ラジオでの法話が人気の僧侶・川村妙慶さん(撮影:霜越春樹)
欲しかった物を手に入れてもさらに欲しくなる。私たちを取り巻く煩悩から自由になるためには、どうすればよいのでしょうか。ラジオでの法話が人気の僧侶・川村妙慶さんが、仏教の教えからヒントを伝えます(構成=篠藤ゆり 撮影=霜越春樹)

仏教の「合掌」は「手放す」ことの象徴

私たちは日々多くの物に囲まれ、執着や嫉妬など、「心の荷物」もたくさん持ちながら生きています。「心の荷物を手放して、自由になりましょう」というのが、仏教の教えの基本です。

仏さまや仏壇を前にした時、私たちは合掌しますが、実はこれには大きな意味があるのをご存じでしょうか。

両手を合わせると、「何も物を持つことができない」、すなわち「いったんすべて手放した」状態になります。その状態で、「自分にとって本当に大事なものは何か?」と己に問いかけることが“手を合わせる”ことの意味なのです。やがて心の荷物を下ろし、必要なものだけを選び取ることができるようになります。

お買い物が好きで、つい買いすぎてしまうという方は多いですね。セールや初売りの福袋を手に入れるためだけに、数時間並ぶ人もいるでしょう。

しかし、手に入れた瞬間に、その嬉しさはあっという間に消えてしまいます。私もそんな経験があるのです。そこで、「何が何でも欲しい!」と思っていたものが、実はそうではなかった、ただの自己満足だったと気づきました。

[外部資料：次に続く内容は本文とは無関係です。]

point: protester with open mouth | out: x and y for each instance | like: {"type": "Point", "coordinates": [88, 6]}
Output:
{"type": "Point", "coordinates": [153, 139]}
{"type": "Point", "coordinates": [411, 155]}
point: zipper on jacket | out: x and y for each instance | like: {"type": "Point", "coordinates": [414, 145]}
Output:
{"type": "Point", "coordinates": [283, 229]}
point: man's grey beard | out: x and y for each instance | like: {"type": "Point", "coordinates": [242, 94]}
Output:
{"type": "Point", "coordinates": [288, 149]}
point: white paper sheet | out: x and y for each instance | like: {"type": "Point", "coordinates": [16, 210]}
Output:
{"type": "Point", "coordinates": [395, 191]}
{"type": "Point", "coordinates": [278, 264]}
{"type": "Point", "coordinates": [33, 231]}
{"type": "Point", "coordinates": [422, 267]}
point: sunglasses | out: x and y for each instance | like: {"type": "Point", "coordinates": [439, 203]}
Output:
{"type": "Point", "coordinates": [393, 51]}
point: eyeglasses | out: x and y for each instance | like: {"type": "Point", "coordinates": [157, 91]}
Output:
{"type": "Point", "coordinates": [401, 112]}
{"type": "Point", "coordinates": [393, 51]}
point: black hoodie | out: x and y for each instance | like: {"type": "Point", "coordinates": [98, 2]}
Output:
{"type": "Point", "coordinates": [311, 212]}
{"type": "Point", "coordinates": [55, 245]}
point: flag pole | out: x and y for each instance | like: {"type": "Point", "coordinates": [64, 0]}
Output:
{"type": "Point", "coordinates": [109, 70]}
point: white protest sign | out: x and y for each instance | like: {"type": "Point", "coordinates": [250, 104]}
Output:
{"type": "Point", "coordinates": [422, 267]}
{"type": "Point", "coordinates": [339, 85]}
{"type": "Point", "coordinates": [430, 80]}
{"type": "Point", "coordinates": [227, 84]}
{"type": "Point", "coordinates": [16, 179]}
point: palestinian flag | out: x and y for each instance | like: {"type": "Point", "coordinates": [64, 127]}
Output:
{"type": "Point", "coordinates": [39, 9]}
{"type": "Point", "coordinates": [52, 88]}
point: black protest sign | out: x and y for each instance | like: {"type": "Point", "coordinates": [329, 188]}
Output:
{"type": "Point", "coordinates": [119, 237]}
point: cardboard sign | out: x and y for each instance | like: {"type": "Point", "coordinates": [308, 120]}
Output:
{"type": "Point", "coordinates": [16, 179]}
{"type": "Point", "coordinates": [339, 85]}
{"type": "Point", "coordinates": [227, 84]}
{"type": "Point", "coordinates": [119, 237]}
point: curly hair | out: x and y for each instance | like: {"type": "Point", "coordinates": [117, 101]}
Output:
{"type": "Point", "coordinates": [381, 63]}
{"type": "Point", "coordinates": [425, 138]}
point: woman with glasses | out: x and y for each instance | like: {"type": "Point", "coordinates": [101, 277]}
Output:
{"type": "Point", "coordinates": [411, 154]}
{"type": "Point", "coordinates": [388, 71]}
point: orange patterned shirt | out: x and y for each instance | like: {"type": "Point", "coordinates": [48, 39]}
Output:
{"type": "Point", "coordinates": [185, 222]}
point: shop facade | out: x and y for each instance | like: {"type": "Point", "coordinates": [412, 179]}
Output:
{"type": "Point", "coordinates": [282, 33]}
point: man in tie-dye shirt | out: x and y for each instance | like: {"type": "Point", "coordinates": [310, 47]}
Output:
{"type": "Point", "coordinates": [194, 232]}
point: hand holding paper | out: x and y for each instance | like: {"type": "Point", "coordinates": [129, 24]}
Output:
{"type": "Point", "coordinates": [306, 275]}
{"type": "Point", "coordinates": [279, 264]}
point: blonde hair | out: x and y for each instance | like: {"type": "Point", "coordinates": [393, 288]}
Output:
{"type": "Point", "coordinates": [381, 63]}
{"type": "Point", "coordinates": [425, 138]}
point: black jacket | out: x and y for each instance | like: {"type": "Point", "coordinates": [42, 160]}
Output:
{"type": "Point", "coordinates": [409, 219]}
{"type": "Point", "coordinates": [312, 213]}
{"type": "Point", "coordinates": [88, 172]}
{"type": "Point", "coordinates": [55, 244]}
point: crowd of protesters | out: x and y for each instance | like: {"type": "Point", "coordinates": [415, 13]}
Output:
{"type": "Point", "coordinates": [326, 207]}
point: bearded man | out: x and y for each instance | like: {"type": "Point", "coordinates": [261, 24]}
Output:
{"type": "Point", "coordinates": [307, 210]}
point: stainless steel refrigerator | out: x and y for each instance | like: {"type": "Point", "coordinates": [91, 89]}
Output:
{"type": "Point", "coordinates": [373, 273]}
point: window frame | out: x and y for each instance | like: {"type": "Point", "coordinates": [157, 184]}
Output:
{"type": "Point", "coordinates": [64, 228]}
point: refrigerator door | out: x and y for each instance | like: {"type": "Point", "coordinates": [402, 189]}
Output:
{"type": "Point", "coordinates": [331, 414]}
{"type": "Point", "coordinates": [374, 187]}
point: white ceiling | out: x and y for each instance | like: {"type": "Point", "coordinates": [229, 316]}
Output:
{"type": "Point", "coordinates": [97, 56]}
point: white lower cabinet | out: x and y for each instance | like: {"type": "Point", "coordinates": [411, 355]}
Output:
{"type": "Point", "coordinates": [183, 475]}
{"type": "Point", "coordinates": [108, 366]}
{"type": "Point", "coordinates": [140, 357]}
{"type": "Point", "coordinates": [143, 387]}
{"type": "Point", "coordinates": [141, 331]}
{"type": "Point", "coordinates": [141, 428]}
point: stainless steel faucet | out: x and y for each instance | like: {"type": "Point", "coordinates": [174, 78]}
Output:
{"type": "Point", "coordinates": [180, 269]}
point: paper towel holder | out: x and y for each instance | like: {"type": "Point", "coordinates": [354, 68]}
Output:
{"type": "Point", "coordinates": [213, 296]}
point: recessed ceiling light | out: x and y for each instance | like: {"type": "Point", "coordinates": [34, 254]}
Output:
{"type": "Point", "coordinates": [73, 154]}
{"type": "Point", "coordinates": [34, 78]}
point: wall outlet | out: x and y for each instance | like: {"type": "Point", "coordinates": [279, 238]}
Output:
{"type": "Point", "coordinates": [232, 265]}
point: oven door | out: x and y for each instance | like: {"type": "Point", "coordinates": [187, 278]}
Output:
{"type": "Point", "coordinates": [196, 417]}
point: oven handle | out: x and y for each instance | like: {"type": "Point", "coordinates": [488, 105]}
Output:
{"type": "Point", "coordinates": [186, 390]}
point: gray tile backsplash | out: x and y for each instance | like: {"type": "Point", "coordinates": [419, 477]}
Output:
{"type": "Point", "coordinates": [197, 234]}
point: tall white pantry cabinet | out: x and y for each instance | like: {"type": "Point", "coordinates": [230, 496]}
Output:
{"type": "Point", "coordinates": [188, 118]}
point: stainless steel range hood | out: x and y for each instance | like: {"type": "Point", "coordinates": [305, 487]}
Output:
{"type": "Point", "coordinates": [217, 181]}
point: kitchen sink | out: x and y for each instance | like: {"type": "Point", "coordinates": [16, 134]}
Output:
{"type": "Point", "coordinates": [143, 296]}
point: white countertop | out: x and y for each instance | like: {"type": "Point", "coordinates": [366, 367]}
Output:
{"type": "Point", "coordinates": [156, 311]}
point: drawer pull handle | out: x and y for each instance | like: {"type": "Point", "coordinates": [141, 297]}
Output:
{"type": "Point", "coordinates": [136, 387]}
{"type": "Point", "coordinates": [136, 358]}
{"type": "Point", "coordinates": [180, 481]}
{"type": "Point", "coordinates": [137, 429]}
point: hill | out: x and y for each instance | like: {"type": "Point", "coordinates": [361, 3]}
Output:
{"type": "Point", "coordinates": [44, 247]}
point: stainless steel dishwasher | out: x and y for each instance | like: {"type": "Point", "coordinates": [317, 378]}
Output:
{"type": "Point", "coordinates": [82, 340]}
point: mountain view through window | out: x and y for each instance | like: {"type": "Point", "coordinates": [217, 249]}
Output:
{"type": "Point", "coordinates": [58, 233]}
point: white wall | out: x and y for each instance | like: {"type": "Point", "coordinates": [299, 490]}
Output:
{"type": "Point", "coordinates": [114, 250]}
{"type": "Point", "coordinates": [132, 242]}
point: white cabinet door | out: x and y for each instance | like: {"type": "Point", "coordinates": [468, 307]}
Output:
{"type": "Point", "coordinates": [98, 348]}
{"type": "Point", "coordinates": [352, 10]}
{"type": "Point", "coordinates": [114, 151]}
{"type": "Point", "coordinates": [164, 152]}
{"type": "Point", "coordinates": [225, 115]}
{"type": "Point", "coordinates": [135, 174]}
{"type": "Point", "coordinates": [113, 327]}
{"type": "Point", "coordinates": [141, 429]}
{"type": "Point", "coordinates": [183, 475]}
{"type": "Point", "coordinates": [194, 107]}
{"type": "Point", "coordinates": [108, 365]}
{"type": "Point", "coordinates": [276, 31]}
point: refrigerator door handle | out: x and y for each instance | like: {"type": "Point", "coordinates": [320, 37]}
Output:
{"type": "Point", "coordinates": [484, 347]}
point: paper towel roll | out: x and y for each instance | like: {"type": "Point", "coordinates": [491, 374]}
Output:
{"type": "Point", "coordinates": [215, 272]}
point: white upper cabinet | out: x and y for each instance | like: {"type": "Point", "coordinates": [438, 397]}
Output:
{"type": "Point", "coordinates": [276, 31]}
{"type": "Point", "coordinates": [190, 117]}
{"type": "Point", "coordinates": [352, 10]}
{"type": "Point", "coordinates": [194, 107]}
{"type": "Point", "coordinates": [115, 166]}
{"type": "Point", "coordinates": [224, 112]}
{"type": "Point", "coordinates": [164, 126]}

意外に思われるかもしれませんが、仏教では、物欲を否定していません。「意欲」という言葉があるように、得られるものがあってこそ頑張ることもできると考えるからです。ただ、仏さまは「欲望のためにしか動けない人にはならないように」とおっしゃっています。

仏教絵画では、欲望に囚われた者の象徴として、しばしば「餓鬼」の姿が描かれます。そのお腹はふくらんでおり、十分満たされているのに「まだ欲しい」と苦しんでいる。それは、仏さまの目から見れば、物欲から逃れられない私たちの姿。

家に物が溢れている人、いくら買っても満たされない人は、自分が餓鬼になっていないか、今いちど考えてみてはいかがでしょう。